According to official figures released on Friday, non-farm employment rose 156K in December, below expectations of 175K. Meanwhile, the unemployment rate rose to 4.7 percent, in line with expectations.
The average hourly wages increased by 0.4 percent month-on-month in December. The wage increase, which reached 2.9 percent on an annual basis, recorded its highest level since 2009. The Fed is closely monitoring wages for signs of inflation.
All in all, the last full employment report of Obama’s Presidency suggested that the job market is near full employment.

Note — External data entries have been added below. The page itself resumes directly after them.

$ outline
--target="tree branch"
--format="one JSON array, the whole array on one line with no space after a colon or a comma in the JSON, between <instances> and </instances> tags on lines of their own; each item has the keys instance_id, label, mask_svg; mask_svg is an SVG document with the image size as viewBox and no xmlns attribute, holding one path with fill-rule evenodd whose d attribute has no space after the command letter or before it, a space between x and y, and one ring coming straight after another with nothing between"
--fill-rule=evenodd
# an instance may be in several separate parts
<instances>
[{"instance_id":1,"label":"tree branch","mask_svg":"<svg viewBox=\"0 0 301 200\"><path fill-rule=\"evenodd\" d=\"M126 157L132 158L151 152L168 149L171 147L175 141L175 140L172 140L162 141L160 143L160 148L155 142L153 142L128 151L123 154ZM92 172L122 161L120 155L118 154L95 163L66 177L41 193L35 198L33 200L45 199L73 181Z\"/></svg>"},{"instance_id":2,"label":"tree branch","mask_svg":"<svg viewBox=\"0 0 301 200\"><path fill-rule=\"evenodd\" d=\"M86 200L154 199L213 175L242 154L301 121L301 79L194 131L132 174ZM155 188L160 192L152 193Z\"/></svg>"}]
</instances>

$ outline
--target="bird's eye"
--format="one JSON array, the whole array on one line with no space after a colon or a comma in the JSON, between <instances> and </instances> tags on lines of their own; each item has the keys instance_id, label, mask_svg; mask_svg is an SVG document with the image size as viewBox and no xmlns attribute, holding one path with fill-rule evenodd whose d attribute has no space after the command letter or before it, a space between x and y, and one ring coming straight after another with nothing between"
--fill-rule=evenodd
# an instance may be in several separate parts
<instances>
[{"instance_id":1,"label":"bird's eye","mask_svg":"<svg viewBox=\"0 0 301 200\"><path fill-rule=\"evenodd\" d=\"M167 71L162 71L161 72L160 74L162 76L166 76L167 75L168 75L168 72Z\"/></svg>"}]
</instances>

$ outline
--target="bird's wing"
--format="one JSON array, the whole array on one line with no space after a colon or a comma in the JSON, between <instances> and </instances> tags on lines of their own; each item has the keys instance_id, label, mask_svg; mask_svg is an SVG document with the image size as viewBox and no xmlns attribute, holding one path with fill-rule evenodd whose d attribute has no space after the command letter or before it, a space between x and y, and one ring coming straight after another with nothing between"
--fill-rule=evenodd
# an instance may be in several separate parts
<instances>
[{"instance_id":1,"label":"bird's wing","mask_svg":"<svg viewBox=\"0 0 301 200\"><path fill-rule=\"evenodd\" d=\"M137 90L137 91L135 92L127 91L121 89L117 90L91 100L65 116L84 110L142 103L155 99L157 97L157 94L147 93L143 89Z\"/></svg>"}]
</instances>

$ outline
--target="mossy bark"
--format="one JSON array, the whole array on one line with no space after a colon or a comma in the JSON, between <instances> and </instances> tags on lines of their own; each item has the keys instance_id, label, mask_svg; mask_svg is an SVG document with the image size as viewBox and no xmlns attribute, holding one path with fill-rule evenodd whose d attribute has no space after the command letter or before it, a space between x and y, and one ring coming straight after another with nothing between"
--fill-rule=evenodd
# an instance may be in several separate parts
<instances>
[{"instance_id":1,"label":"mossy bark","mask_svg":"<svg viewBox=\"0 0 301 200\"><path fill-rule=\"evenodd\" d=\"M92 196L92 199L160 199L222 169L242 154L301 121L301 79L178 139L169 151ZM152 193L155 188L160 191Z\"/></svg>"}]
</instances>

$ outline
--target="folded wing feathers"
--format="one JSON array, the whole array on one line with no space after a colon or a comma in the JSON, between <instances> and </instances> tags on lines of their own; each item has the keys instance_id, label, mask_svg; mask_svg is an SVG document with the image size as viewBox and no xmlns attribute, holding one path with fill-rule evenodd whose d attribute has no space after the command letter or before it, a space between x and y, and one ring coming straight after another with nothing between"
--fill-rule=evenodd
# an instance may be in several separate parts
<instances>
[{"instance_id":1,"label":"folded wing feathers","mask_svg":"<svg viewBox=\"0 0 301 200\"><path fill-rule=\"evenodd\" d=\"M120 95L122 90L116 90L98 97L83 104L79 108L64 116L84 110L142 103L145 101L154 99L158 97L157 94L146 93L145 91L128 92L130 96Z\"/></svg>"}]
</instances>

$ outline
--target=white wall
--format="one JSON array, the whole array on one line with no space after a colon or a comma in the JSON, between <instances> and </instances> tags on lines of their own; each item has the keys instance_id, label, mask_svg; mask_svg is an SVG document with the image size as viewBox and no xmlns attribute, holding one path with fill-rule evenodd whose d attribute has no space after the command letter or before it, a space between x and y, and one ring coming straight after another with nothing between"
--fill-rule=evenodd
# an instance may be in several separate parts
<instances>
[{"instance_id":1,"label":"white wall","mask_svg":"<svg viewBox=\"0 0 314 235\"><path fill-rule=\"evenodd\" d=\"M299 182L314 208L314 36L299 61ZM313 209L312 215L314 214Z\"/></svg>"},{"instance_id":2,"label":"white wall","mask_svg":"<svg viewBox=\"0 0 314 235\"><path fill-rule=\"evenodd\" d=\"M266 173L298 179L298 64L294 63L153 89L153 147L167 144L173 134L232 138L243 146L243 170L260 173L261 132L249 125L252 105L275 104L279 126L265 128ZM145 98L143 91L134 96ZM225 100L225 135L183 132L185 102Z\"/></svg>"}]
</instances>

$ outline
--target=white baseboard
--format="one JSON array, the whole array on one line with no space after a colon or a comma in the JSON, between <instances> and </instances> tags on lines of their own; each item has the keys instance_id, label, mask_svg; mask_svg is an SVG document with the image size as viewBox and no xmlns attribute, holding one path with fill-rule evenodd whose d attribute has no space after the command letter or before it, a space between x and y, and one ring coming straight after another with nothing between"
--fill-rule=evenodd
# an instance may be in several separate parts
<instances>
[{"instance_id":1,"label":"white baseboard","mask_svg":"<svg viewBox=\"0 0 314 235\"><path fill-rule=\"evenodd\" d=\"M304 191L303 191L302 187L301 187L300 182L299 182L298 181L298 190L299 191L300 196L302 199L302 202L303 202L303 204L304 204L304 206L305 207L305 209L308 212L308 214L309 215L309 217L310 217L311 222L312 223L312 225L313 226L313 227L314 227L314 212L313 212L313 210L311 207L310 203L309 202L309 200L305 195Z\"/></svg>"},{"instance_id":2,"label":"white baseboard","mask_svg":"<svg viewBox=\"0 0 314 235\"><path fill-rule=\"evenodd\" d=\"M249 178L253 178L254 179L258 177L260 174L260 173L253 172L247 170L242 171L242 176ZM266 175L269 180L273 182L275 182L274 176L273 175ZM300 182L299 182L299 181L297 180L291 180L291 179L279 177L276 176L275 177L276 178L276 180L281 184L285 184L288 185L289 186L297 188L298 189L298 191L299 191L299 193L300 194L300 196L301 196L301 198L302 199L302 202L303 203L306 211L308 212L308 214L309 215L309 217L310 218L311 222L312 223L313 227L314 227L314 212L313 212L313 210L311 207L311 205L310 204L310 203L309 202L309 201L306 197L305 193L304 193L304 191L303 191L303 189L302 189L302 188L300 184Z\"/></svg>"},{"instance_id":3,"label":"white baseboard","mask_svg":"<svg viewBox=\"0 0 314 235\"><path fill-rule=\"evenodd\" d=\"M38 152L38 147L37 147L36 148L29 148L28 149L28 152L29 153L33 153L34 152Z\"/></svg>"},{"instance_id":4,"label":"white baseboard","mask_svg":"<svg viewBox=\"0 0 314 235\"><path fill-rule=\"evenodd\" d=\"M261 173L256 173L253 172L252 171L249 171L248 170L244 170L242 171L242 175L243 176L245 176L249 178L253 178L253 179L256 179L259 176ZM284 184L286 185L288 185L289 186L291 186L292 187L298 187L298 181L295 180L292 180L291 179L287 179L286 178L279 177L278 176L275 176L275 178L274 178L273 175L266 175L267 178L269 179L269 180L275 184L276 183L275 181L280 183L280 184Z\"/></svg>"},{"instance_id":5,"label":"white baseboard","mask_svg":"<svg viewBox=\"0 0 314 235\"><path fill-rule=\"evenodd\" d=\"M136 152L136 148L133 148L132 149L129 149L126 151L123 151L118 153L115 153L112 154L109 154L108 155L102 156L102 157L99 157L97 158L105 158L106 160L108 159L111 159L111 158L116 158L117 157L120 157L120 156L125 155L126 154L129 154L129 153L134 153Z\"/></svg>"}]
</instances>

According to another report released in the country, factory orders have declined 2.4 percent in November, ending a four-month rise. Foreign trade deficit increased by 6.6 percent in the same period and reached its highest level in the last nine months.
In addition, the ISM Manufacturing Indices in the U.S. rose to 54.7 in December, showing that the industrial sector recorded its fastest growth in two years. The non-manufacturing ISM index remained stable at 57.2, maintaining its highest level in the past 14 months. The service sector PMI index in the country fell to 53.9 in December, in line with expectations.
- Trump's Tweets
Among other developments this week were Trump's attempts to prevent General Motors (GM) and Toyota from building factories in Mexico. Trump, who previously criticized U.S. defense giants Lockheed Martin and Boeing for the cost of the aircraft they manufactured, called on the two automotive giants to build in the U.S. or “pay big border tax".
The shares of GM and Toyota that traded on the New York stock market suffered losses after Trump's tweets.
Ford announced it was planning to cancel a $1.6 billion investment in Mexico after Trump's GM scare. The company has announced that instead of Mexico, it will invest $700 million in Michigan to create 700 new jobs.
- Fed officials to be monitored in the new week
This week, statements by Fed officials, especially Janet Yellen, will lead the economic agenda.
Yellen will meet with educators from different parts of the country at a conference in Washington on Thursday.
Other names expected to speak include Boston Fed President Eric Rosengren, Atlanta Fed President Dennis Lockhart, Philadelphia Fed President Patrick Harker, Louis Fed President James Bullard and Chicago Fed President Charles Evans.
In addition, retail sales, producer price index, wholesale inventories, JOLTS Open Jobs and consumer credits are among the data that will be released this week.